La parole diviseuse, précise, vouée à de grands objets, soit politiques, soit gracieux., de M. Cerutti.

L'air d'un homme à part, isolé, le ton bonhomme qui conte des histoires et sème les vérités, de M. de Buffon.

Les manières sensibles, naturelles et simples de Gerbier.

Le silence du célèbre Francklin.

L'audace verbeuse et brillantée de l'abbé Fauchet.

La facilité intrépide, la voix haute de Bonnières.

Le coup de gueule dur et ferme de Martin....

Le débit concentré, riche d'inflexions, les éclats soudains et perçans du fameux Le Kain.

Les poumons infatigables et vastes, l'air simple et convaincu du P. Beauregard.

La candeur jeune, intéressante de la déclamation de Saint-Phal.

Les beaux gestes, les mains, l'accent paternel, l'éclat vigoureux et entraînant dans le débit de Brizard.

Les harangues longues et soudaines, la présence d'esprit, la voix forte de d'Epresmenil.

La manière de conter de d'Alembert.

La parole vive et expansive de Lavater.

L'entretien continu et bien françois de Marmontel.

Le feu d'artifice, les étincelles piquantes de Barthe.

La tournure simple, mais supérieure et entièrement exempte de ce qu'on appelle misères, l'esprit sérieux, étendu, calculateur, géomètre, instruit dans tous les genres ; l'habitude constante et l'amour des détails, [127] la facilité d'y apporter une philosophie saine, des vues politiques et administratives, une connoissance cœur humain, un peu de malignité même dans les récits de M. de Condorcet.

Le génie d'analyse, le scepticisme et l'intelligence chercheuse de M. de la Grange.

II est un autre homme dont la conversation fait souvent mon bonheur.
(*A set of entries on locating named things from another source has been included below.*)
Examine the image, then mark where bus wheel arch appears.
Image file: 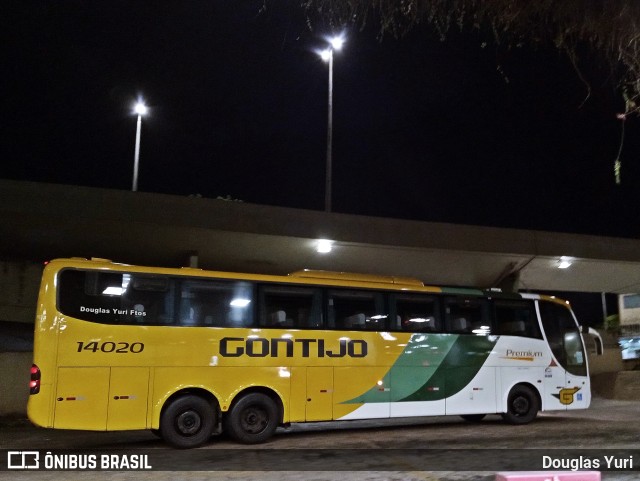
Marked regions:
[222,388,284,444]
[159,389,220,449]
[502,383,542,424]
Elevée, soutenue, en général calme et coulante, presque toujours heureuse, piquante, et même gaie quelquefois, remplie de ces tournures qui n'appartiennent qu'à l'excellent style, de ces sensations déliées qui n'appartiennent qu'à un esprit fin et étendu, enfin brillante et pure, et par dessus tout claire comme un rayon du soleil, cette conversation ressemble à une belle lumière qui ne demande qu'à être approchée de beaucoup d'objets; et qui répand un jour enchanteur sur la vie.
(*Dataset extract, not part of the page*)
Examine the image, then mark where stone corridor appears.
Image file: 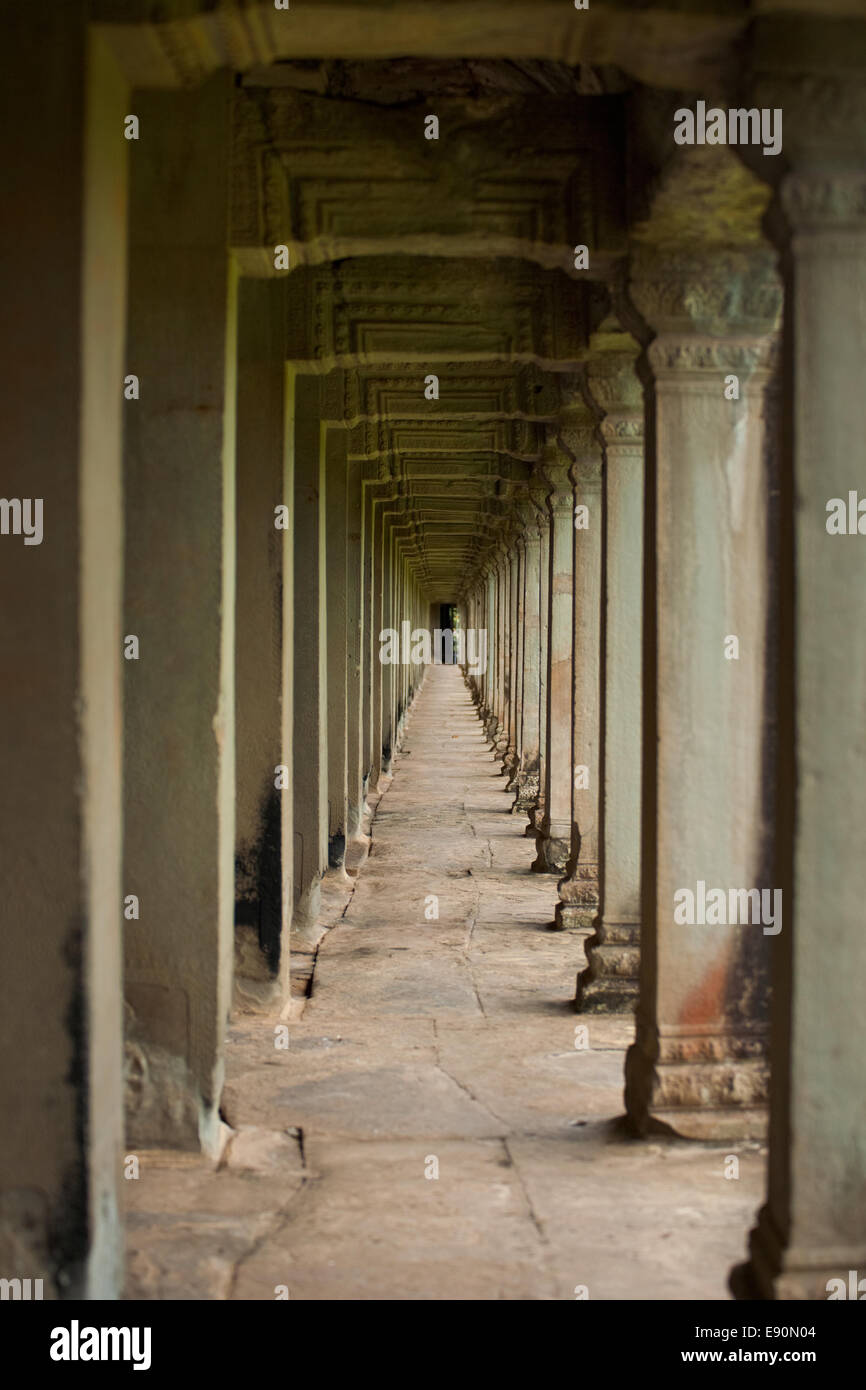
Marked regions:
[126,666,766,1300]
[0,0,866,1306]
Rousseau avouoit souvent les obligations qu'il avoit à Diderot, celui de tous les hommes qui par la parole influoit le plus puissamment sur ceux qui l'écoutoient, celui dont on a dit que la conversation valoit mieux qu'un livre, parce qu'elle instruisoit et persuadoit, ce que les livres ne font pas toujours.

Rousseau, brilloit peu lui-même dans la conversation, comme La Fontaine et Corneille, et son entretien ne laissoit pas même soupçonner ce style énergique, impétueux, on touchant qui caractérise ses écrits. Il avoit, comme on l'a dit, une pésanteur maxilliaire, qui contrastoit avec sa réputation. Mais au défaut de la parole, son regard étoit toujours élo-[128]quent, et l'on sentoit bien en le voyant, que ce regard n'étoit pas celui d'un homme ordinaire.

Dans la conversation même, Rousseau ne se négligeoit jamais. Il ponctuait singulièrement bien toutes ses paroles, à moins qu'un sentiment ne l'agitât, et ne le fit sortir de lui-même.

Rousseau parloit quelquefois avec chaleur. Ce n'étoit pas de la chaleur d'éclat, c'étoit une chaleur concentrée, qui agitoit ses membres.

Lorsque Diderot n'avoit à dire que des choses ordinaires ou de peu d'effet, il prenoit un ton doux et clair.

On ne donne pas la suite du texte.